My kids don’t understand the saying either. Because for them money isn’t even made out of paper. It comes from plastic – a small rectangular thin piece of hand-held plastic to be precise.

They know exactly how the magic plastic card works. Just swipe it next to the checkout stand and viola! You’ve just paid.

They aren’t stupid. They’ve seen me do it a thousand times.

I put most of our family’s purchases on my credit card. Not because we can’t pay for what we buy, but because I have big plans to take my little family to Italy next year and am hoping to purchase our airfare with credit card miles. So I charge everything I can then pay my card off every two weeks.

I guess my children have been watching me closer than I realized. Last week I lost my credit card and if it weren’t for the “help” of my 4-year-old I never would have found it.

Now I have written multiple times about my stressed-out-OCD-I-can’t-lose-anything personality. So you can imagine my anxiety when my platinum card went missing. I was certain someone had taken it and was racking up my bill, skyrocketing past my spending limit.

Luckily I checked my account online and no new charges had been made, but I still couldn’t find the card.

I ripped through the house searching every coat, pant and jacket pocket that I own. I tore through my diaper bag and wallet praying I would find it shoved in the wrong spot.

After church on Sunday I stuck my head under each and every seat, nook and cranny in my van, hoping the card had slipped through a crack.

That’s when my 4-year-old spoke up.

“What are you doing mom?” he said.

“Looking for my credit card,” I replied.

“Have you checked my mission jar,” he said.

No.
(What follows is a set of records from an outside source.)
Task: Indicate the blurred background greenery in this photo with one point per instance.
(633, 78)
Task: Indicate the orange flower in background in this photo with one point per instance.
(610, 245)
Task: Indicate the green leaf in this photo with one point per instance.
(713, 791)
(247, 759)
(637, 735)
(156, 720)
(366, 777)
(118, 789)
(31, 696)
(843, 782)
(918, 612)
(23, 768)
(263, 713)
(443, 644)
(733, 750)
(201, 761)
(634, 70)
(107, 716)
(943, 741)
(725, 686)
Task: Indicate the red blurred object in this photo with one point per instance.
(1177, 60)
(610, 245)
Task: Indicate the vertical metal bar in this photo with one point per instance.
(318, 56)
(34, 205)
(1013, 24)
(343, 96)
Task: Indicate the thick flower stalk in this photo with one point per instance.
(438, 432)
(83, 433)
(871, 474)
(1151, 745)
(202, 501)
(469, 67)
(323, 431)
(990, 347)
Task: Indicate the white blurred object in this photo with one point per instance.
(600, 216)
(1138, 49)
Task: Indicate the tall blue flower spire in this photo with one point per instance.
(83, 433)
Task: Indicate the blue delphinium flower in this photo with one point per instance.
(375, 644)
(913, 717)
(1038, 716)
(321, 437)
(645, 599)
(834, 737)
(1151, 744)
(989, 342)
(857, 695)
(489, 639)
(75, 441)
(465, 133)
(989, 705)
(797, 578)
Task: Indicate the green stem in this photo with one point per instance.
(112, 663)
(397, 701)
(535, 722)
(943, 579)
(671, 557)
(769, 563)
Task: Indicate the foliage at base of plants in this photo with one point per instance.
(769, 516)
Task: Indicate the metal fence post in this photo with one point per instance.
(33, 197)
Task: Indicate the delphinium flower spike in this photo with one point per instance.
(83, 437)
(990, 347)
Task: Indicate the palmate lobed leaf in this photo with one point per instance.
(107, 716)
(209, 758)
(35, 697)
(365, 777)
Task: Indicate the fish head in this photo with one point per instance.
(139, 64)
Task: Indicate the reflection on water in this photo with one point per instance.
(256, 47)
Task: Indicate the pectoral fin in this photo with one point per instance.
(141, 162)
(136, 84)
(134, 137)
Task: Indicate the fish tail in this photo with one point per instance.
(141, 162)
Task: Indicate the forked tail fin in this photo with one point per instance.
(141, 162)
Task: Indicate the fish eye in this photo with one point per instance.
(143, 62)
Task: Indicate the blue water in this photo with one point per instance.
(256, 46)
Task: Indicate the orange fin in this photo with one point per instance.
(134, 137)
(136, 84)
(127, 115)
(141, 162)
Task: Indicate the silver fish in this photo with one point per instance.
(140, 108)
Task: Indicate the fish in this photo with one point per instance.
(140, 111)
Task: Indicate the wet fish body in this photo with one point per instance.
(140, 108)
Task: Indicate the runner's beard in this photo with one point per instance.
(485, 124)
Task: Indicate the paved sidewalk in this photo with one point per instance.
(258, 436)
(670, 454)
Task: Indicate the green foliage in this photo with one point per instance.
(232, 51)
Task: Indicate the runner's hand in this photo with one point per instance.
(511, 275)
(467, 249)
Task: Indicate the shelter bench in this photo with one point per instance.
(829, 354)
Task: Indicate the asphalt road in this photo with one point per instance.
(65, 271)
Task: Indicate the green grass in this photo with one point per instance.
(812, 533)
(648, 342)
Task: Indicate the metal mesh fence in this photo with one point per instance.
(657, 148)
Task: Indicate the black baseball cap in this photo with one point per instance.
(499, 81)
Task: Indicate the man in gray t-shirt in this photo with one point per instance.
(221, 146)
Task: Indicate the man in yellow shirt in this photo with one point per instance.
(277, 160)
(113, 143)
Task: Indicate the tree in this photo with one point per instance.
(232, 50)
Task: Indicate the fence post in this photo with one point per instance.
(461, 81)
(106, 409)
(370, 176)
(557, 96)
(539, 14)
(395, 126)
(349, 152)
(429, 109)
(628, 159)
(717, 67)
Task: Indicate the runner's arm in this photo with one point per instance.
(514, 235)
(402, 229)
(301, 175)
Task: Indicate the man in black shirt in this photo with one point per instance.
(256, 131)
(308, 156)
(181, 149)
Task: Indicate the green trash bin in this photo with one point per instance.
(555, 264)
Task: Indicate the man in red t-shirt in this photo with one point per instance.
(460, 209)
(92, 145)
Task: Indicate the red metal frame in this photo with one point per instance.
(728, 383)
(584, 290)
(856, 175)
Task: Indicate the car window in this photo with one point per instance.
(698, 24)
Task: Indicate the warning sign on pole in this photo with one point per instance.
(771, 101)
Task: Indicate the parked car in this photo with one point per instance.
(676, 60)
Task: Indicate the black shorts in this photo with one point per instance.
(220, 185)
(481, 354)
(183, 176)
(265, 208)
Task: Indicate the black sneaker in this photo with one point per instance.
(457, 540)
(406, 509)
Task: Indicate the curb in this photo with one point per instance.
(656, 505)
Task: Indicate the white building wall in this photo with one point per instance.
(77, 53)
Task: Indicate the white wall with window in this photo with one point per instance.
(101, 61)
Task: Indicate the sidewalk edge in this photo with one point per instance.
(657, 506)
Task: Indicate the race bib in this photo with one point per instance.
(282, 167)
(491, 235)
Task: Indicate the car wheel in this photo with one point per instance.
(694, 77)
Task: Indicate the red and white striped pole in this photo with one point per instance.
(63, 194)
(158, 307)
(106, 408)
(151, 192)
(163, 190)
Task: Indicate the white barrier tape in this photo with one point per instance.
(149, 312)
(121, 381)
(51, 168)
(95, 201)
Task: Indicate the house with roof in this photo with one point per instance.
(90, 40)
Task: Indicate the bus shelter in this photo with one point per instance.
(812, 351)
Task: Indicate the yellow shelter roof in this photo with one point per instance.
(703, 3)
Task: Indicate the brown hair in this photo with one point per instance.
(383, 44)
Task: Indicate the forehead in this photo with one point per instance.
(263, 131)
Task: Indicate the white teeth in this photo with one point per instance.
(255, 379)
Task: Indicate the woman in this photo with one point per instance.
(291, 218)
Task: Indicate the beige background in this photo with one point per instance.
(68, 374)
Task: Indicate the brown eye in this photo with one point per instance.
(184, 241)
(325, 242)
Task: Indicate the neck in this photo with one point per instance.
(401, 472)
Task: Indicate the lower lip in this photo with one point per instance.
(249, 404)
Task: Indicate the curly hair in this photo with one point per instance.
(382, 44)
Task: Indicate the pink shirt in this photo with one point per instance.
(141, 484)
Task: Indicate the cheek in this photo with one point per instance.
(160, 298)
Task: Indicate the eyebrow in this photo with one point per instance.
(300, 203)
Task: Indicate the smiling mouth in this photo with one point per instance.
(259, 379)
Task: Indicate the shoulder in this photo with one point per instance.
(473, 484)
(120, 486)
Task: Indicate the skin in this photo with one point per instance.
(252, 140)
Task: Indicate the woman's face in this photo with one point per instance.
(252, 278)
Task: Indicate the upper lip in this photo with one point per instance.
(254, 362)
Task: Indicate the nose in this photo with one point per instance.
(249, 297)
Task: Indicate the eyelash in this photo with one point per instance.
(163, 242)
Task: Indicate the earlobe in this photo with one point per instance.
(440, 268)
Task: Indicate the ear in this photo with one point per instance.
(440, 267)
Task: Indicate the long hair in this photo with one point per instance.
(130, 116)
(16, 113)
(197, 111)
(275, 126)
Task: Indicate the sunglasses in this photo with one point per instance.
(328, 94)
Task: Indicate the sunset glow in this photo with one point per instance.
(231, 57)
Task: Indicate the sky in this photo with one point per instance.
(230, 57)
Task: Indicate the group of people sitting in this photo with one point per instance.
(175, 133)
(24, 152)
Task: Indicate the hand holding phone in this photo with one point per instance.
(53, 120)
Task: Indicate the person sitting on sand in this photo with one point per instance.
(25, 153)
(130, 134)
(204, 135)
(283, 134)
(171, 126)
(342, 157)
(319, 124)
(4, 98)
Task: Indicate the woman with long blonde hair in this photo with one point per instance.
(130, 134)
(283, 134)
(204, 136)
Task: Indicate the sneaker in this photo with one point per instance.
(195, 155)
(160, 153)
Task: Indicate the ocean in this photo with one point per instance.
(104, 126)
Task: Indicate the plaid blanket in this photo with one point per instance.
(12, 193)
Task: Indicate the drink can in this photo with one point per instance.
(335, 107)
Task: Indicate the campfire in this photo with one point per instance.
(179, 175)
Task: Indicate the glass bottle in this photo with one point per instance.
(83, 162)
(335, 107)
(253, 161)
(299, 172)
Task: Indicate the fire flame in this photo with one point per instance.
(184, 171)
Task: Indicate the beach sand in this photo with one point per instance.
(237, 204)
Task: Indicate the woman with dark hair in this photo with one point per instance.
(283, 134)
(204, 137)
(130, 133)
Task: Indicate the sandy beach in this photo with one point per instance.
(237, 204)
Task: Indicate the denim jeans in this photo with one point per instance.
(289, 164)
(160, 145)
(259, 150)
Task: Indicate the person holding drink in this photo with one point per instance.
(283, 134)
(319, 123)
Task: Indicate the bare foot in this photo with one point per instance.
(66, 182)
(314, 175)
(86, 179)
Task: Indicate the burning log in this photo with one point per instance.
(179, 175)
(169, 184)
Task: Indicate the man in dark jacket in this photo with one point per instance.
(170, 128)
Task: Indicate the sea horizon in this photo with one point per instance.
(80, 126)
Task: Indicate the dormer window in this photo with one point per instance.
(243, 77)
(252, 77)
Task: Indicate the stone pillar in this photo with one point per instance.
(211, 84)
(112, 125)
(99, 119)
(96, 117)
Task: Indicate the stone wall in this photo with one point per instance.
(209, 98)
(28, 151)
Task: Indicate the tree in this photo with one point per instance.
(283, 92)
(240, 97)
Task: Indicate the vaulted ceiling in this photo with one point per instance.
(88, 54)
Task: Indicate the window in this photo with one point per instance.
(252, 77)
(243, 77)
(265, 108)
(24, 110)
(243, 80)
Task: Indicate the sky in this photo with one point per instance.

I had not checked his mission jar. Why would I check his mission jar? I never touch that jar – the glass-tile piggy bank he stores coins in. (He’s saving his coins to go on an LDS mission.)

I raced inside and snatched the jar. Sure enough, my shiny plastic card was tucked inside. I was so happy.

Despite my relief in finding my charge card, I still can’t believe he took it. And that he remembered where he put it.

But what I really can’t believe is how smart he is.

He told me he took my card and put it in his mission jar so he would have a way to pay for his “bills.”  You know as well as I that he doesn’t have any “bills.” But I guess it’s better to be prepared. Even if your emergency mission fund is a piece of plastic that comes with a 19 percent interest rate.

He’s as smart as the average American. When you need to pay for something expensive – like a mission – pull out the plastic.

It looks like we need to have a lesson on saving, and then another one on stealing.

I guess my card really was stolen. Luckily, it was taken by someone who isn’t quite old enough to use it – yet.

Out of curiosity I did some online research and found out that United States “paper” money is made of 75 percent cotton and 25 percent linen. I guess money really doesn’t grow on trees.